Все это не имело бы такого значения, если бы в Великобритании у кормила власти встал сильный и твердый человек. Увы! Макдоналд, сраженный болезнью и растративший политическое влияние, был уже только номинальным премьер-министром, а лорд-президент Стэнли Болдуин, ключевая фигура в правительстве, который станет премьером в 1935 г., интересовался внешней политикой так мало, насколько то было возможно… Дафф Купер, тогдашний военный министр, писал, что «зарубежные дела ему были отвратительны настолько, что он предпочитал делать вид, что их не существует вовсе». На совещаниях кабинета Болдуин демонстративно закрывал глаза, как только кто-либо поднимал внешнеполитический вопрос. «Когда вы закончите с этим, – говорил он, – разбудите меня!» Когда в начале 1936 г. Антони Иден стал министром иностранных дел, Стэнли Болдуин напутствовал его словами: «Надеюсь, что вы не станете мне досаждать внешней политикой, по крайней мере ближайшие месяца три!»

Подобные настроения не могли способствовать проведению четкой и последовательной внешней политики в условиях, когда диктатуры росли и множились в Европе, как грибы после дождя. Британской дипломатией предпринимались плохо скоординированные и противоречивые шаги, в которых отражалась борьба за влияние антигитлеровской и попустительской группировок внутри Министерства иностранных дел. Когда летом 1934 г. разбилась вдребезги иллюзия конференции по разоружению, британцы попытались реализовать предложение Энтони Идена и заместителя госсекретаря Роберта Ванситтарта укрепить связи с Францией и Италией, чтобы вместе противостоять Гитлеру. Так был образован «фронт Стрезы». Он немедленно столкнулся с большими трудностями: Италия Муссолини намеревалась завоевать Абиссинию (Эфиопию), и для Великобритании было неудобно закрыть глаза на подобное нарушение международного права, а Франция, парализованная внутренними политическими разногласиями и воспоминаниями о Великой войне, металась в своем отношении к Германии от неуступчивости к заигрыванию, тайно пытаясь договориться с Италией и заполучить в союзники СССР. Наконец, следовало принимать во внимание положение Великобритании в Лиге Наций и бурные инициативы персоналий, сменявшихся на посту министра иностранных дел. Так, сэр Джон Саймон подготовил, а его преемник сэр Сэмюель Хоар подписал в июне 1935 г. морской договор с гитлеровской Германией, по которому количество надводных боевых кораблей не должно было превышать одной трети британского флота, тогда как подводных лодок страны могли иметь поровну.

Этот договор, столь явно противоречивший положениям Версальского договора и отдававший Германии контроль над Балтикой, был заключен без согласования с Францией или Италией! То, что Стэнли Болдуин и его кабинет пошли на такое вопиющее нарушение, много говорит об их умении решать внешнеполитические проблемы…

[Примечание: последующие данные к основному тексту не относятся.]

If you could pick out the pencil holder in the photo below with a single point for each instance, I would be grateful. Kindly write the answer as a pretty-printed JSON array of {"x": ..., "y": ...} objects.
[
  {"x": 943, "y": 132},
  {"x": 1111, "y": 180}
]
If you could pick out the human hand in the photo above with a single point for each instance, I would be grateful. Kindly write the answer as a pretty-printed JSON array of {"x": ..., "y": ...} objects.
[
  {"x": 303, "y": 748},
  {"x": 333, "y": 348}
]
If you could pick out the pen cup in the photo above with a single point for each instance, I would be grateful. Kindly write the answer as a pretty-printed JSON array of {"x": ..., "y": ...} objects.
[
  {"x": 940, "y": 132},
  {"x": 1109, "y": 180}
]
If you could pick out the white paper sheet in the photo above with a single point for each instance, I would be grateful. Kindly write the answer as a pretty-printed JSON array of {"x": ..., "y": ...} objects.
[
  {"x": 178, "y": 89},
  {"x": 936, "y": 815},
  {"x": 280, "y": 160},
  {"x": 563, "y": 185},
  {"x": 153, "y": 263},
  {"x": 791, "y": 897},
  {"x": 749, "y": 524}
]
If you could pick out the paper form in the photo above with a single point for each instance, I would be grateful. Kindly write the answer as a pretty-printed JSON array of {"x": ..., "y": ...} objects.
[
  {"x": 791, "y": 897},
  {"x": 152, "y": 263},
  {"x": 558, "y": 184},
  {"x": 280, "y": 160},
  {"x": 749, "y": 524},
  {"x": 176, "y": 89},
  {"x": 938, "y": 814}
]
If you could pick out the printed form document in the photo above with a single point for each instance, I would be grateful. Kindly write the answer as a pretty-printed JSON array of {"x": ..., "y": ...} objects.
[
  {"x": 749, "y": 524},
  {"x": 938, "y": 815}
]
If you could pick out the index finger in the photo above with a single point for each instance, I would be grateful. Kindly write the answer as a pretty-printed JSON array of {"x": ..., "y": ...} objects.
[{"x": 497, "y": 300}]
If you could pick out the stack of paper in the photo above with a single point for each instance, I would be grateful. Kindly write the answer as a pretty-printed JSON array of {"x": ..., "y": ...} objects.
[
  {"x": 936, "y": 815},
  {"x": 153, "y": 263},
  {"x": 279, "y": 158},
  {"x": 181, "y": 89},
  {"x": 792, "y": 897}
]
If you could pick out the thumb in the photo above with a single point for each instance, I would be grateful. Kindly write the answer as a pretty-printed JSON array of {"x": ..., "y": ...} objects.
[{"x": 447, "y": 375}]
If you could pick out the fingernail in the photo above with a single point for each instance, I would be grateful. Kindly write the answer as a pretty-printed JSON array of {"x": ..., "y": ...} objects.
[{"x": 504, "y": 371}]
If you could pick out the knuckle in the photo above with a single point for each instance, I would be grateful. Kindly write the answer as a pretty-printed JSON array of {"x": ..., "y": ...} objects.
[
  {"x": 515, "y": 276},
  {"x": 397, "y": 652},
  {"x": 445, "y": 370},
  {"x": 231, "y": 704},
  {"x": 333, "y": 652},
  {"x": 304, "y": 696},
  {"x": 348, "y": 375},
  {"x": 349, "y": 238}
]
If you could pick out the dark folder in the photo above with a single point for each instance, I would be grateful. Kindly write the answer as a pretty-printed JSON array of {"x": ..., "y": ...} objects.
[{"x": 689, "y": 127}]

Спустя несколько месяцев сэр Сэмюель Хоар отличился снова, представив план Лаваля – Хоара, который был в этот раз ближе к позициям Министерства иностранных дел, поскольку преследовал целью восстановление фронта Стрезы, но противоречил принципам Лиги Наций, ибо лишал Абиссинию большей части ее территории и узаконивал завоевательную политику Муссолини. Информация о закулисных соглашениях просочилась во французскую печать, и, поскольку британское общественное мнение все еще хранило верность идеалам Лиги Наций и было воодушевлено решительными речами своих лидеров в начале итало-абиссинской войны, огласка вызвала мощный взрыв возмущения, который смел не только план Лаваля – Хоара, но и самого сэра Сэмюеля Хоара.

После этого Великобритании ничего не оставалось, кроме как согласиться на применение к Италии санкций, предписанных Лигой Наций, что окончательно похоронило «фронт Стрезы» и толкнуло Муссолини в объятия Гитлера. К марту 1936 г., когда после восстановления в Германии воинской повинности Гитлер ввел войска в демилитаризованную Рейнскую область, какие-либо действия со стороны Великобритании были уже просто невозможны в силу сложившихся обстоятельств: паралича французского правительства, неприкрытой враждебности Италии после ввода санкций, нескрываемого безразличия премьер-министра Болдуина, всеподавляющего пацифизма общественного мнения и равнодушия правящего большинства консерваторов, полагавших, что Гитлер всего лишь продолжает борьбу за отмену «унизительных» положений Версальского договора и не следует мешать ему «вернуться к себе домой». Но был и другой фактор, довлевший над правительством Его Величества, а именно осознание военного превосходства Германии. Так, Стэнли Болдуин открылся французскому министру иностранных дел Пьеру Этьену Фландену, прибывшему в Лондон с визитом 12 марта просить о помощи в рейнском кризисе, что он «мало что смыслит во внешних делах» (что ни для кого не было секретом) и что никто «не вправе впутывать Англию», ибо она «не в состоянии воевать». И это правда: в силу легкомысленного отношения правительств Макдоналда и Болдуина к обороне (сопоставимого с их равнодушием к внешней политике) Великобритания оказалась безоружной перед лицом надвигавшейся тоталитарной угрозы.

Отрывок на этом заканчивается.